Hill.TV’s “Rising” program features news and interviews at http://digital-stage.thehill.com/hilltv or on YouTube at 10:30 a.m. EST at Rising on YouTube.
ELSEWHERE
➔ IN THE STATES: Legislation targeting transgender people is advancing in about half the states as Republican lawmakers seek to exclude the community from women’s sports (The Hill). … State lawmakers are barreling ahead with major rollbacks of early voting, mail voting and other state provisions that Republicans oppose (The Washington Post).
➔ SUPREME COURT: Justices on Tuesday heard debate in a dispute over GOP-backed Arizona voting restrictions that could see the high court weaken federal safeguards for minority voters. The justices posed tough questions to both sides during a two-hour telephone argument that pitted Democrats who allege the voting curbs are racially discriminatory against Arizona Republicans who defended the rules as important anti-fraud measures (The Hill). The New York Times’s Adam Liptak reports that justices seemed ready in the most important voting right case in almost a decade to uphold two election restrictions in Arizona and to make it harder to challenge all sorts of limits on voting around the nation.

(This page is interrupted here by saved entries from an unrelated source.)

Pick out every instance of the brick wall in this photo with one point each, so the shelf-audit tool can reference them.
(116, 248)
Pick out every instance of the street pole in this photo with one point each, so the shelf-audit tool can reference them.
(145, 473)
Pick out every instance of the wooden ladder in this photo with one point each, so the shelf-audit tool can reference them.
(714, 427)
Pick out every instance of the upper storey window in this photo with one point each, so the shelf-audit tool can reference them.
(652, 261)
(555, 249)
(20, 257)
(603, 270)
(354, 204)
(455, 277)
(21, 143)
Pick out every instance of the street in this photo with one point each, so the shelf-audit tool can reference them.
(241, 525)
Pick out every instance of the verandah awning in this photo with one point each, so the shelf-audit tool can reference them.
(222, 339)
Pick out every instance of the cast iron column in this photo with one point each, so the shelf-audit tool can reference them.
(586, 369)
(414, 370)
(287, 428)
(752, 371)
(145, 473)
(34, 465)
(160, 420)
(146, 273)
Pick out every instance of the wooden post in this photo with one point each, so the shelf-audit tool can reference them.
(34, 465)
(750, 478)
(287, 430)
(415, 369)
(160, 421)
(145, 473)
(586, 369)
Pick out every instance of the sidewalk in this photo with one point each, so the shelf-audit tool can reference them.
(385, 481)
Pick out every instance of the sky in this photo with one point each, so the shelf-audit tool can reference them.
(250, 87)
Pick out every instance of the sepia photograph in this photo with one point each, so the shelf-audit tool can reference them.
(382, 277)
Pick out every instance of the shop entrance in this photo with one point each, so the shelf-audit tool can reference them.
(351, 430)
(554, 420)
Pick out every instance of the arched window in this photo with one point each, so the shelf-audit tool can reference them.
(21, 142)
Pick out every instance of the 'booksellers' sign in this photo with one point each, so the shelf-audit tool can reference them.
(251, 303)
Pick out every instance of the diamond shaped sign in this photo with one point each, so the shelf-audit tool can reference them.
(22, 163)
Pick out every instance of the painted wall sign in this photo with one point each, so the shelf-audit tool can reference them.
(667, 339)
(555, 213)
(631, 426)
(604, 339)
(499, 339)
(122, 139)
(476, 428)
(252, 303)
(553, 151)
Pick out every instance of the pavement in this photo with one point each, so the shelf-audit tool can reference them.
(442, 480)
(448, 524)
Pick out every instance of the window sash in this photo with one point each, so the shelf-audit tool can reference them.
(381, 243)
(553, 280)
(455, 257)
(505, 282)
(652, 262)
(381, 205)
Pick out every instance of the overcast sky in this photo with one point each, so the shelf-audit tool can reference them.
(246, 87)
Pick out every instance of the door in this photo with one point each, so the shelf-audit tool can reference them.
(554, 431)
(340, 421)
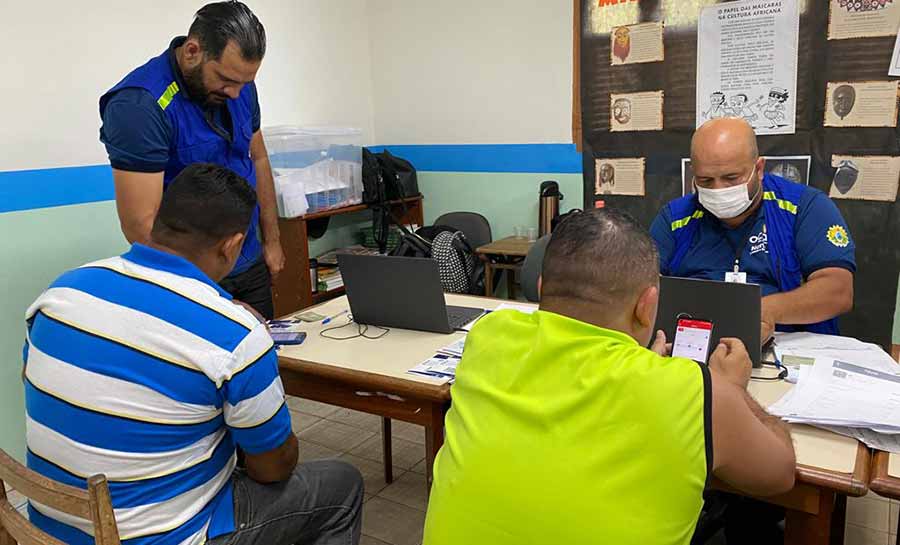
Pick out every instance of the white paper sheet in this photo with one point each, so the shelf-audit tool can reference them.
(844, 394)
(747, 63)
(440, 366)
(894, 70)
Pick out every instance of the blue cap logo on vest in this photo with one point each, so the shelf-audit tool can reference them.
(837, 235)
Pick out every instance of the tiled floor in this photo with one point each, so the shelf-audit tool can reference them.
(395, 514)
(392, 514)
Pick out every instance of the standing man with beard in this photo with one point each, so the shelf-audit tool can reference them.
(196, 102)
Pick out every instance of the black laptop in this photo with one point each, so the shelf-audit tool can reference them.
(402, 292)
(734, 309)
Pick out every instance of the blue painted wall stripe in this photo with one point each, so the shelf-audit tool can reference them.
(43, 188)
(535, 158)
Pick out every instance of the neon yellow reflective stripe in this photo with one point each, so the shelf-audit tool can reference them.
(164, 100)
(783, 204)
(678, 224)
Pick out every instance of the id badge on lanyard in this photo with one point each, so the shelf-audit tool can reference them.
(736, 276)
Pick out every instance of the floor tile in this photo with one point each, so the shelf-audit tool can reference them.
(394, 523)
(311, 451)
(411, 432)
(857, 535)
(868, 513)
(334, 435)
(369, 540)
(372, 472)
(357, 419)
(405, 453)
(16, 499)
(420, 468)
(410, 490)
(301, 421)
(309, 406)
(892, 522)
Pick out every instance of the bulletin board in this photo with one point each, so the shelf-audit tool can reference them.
(874, 225)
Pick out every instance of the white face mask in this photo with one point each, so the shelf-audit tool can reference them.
(728, 202)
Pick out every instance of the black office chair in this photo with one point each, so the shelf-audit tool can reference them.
(531, 269)
(475, 226)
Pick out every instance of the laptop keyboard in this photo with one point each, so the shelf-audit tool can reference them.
(460, 316)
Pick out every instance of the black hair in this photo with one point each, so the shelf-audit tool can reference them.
(599, 255)
(202, 205)
(220, 22)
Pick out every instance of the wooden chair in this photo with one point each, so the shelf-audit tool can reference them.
(93, 504)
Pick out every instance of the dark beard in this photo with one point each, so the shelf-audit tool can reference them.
(193, 80)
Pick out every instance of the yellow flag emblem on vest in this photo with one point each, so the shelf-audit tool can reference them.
(837, 235)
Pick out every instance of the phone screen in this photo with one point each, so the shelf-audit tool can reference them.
(288, 337)
(692, 339)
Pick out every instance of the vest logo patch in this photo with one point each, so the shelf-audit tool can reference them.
(759, 242)
(837, 235)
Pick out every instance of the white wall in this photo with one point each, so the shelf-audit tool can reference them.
(60, 57)
(472, 71)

➔ INTERNATIONAL: In Myanmar today, at least nine people are dead after security forces opened fire with little warning on several towns in an effort to halt protests against military rule. The military have been in charge since a Feb. 1 coup. Neighboring countries have called for restraint and seek an end to the crisis (Reuters). … The Biden administration on Tuesday declassified an intelligence finding that the F.S.B., one of Russia’s leading intelligence agencies, orchestrated the poisoning of the opposition leader Alexei Navalny, and announced its first sanctions against the Russian government for the attack and Navalny’s imprisonment (The New York Times). Moscow today vows retaliation for U.S. sanctions (Reuters). … In Iraq, at least 10 rockets landed today at Ain al-Asad air base, which hosts U.S., coalition and Iraqi forces. It’s the second rocket attack in Iraq this month and occurred two days before Pope Francis is scheduled to visit the country (Reuters).
THE CLOSER
And finally … One owner of a 2020 Flying Spur W12 Bentley has been encouraged to bring his vehicle in for a new fuel tank after the British company flagged the possibility of a leak problem covered by a U.S. recall. According to the National Highway Traffic Safety Administration, the fuel tank flaw was discovered during a review of supplier production records. The Flying Spur W12 boasts a 12-cylinder, six-liter engine that can supposedly leap to 60 mph in 3.7 seconds (Bloomberg News and (Hindustan Times). The luxury ride for the ultra rich gets 12 miles to the gallon. A rear-seat mini fridge is an extra.